People living with epilepsy have the highest refusal rate of all people claiming the new disability benefit Personal Independence Payments (PIP), which is gradually replacing Disability Living Allowance (DLA), official figures show.
Department for Work and Pensions (DWP) statistics reveal that almost half of people with epilepsy (48%) reassessed for PIP from DLA have had their claim denied, almost double the national average for all disabilities and health problems (25%).
In total, 64% of people with epilepsy reassessed for PIP have had their claim either reduced or refused, as Epilepsy Action described the new benefit as “inadequate and ineffective” and warned it’s putting the lives of people with epilepsy at risk.
Louise Bolotin, 55, who suffers from tonic-clonic and focal seizures and lost £307 a month when reassessed for PIP from DLA, told the charity. “The seizures can happen at any time. I never know when I’m not going to be able to do stuff, I have no control.

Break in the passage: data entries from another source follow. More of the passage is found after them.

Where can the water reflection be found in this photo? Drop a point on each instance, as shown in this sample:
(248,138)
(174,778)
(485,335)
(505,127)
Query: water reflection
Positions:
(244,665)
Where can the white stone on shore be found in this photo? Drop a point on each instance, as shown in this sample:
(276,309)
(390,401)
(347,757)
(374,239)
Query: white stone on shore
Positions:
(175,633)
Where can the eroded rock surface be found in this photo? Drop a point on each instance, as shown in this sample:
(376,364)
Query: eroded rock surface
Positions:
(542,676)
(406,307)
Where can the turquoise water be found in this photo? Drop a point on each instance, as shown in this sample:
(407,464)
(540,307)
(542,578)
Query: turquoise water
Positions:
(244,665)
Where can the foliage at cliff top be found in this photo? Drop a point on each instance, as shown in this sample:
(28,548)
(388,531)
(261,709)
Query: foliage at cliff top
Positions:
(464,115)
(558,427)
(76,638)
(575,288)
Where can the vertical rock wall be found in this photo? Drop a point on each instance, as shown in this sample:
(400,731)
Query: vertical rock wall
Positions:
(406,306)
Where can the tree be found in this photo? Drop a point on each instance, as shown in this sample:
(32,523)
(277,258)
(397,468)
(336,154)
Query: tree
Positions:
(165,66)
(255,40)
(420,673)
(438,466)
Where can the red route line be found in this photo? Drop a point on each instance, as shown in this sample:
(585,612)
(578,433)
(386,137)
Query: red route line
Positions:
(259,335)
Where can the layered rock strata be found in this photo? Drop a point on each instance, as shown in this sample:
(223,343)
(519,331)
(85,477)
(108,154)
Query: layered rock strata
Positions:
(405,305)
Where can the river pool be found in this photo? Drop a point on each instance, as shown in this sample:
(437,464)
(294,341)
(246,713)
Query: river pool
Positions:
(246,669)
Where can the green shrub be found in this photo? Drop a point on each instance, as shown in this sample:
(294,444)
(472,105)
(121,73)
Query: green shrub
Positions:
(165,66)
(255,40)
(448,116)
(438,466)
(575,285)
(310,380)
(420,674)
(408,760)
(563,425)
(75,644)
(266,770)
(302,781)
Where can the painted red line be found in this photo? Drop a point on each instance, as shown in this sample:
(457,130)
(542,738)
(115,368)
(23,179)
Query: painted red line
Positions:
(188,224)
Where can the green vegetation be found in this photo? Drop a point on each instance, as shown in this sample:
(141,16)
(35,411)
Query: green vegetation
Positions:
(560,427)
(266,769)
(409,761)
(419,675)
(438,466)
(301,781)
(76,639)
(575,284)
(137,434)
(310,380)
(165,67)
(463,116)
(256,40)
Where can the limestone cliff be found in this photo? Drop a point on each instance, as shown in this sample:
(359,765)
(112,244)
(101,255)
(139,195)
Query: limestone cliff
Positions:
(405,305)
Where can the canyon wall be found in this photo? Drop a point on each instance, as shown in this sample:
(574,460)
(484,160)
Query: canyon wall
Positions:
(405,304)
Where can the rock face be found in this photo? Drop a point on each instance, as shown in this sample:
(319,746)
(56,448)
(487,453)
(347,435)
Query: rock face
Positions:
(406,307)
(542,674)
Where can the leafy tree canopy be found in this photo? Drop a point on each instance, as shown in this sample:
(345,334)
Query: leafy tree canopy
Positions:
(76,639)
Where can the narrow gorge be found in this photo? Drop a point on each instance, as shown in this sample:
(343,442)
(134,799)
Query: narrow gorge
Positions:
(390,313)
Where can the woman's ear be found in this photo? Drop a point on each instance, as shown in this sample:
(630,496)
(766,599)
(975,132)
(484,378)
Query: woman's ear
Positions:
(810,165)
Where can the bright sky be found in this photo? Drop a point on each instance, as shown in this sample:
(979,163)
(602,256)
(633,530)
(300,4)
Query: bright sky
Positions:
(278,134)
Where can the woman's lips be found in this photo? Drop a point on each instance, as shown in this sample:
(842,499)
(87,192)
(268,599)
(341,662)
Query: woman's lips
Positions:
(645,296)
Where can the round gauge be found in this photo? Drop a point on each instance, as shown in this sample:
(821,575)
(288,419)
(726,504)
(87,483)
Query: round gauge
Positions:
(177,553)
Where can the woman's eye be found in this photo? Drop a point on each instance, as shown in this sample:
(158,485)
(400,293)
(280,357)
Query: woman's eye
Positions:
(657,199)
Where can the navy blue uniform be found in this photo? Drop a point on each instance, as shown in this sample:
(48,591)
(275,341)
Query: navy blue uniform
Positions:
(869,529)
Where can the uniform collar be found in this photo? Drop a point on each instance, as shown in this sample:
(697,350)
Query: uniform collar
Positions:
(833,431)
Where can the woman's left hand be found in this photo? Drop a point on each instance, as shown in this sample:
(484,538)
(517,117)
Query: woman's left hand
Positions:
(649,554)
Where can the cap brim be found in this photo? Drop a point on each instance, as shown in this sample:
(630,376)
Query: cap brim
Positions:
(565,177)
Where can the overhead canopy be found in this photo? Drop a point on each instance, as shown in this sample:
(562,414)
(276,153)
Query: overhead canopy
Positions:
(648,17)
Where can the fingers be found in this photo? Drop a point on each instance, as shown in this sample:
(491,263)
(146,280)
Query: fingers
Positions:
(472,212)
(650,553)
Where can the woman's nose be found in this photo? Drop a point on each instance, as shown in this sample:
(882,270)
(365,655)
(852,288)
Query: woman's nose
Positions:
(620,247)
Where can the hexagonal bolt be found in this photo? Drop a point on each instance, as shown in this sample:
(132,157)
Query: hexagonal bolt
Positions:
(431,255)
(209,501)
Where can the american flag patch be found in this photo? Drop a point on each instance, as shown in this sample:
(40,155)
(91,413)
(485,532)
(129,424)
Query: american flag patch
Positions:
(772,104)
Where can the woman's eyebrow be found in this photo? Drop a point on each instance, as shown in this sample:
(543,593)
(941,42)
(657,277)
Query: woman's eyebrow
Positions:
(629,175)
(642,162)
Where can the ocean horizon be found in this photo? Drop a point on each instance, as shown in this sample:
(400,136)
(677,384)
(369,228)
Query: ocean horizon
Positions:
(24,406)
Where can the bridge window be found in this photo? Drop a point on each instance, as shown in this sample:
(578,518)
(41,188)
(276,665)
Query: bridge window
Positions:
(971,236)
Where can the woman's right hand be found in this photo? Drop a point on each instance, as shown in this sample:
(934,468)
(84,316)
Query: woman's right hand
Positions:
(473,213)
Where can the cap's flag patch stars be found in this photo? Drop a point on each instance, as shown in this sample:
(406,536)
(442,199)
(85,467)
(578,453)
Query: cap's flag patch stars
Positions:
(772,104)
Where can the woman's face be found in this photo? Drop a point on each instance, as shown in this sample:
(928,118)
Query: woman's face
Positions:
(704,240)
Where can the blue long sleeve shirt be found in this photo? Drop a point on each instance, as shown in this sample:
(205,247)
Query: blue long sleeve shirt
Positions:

“When a tonic-clonic seizure happens, I can’t walk or even get out of bed for 24 hours. Even getting from the bed to the bathroom is hard. The DLA helped me to pay for taxis and takeaways during times like these.
“The whole of the PIP system doesn’t take account of people with fluctuating conditions like epilepsy. It’s so frustrating to explain every aspect of your condition and how it affects your life, and then see the DWP be so dismissive.”
Epilepsy Action is calling on the government to make the system “fairer” for people living with epilepsy, and has submitted evidence to the Work and Pensions Committee ahead of its upcoming inquiry into PIP.
Epilepsy Action’s chief executive Philip Lee said: “The current system is failing to recognise the complex needs of people with epilepsy. PIP is supposed to be helping people with disabilities to live more independent lives. Yet, ironically, they are being denied the very independence they deserve.
“We are hearing increasingly concerning stories from people who say this has a negative impact on their safety and day-to-day living. Their physical and mental health are also being affected. Some people have even told us they feel suicidal.
“The current system needs to change. If it doesn’t, it will continue to have more devastating effects on people with epilepsy.”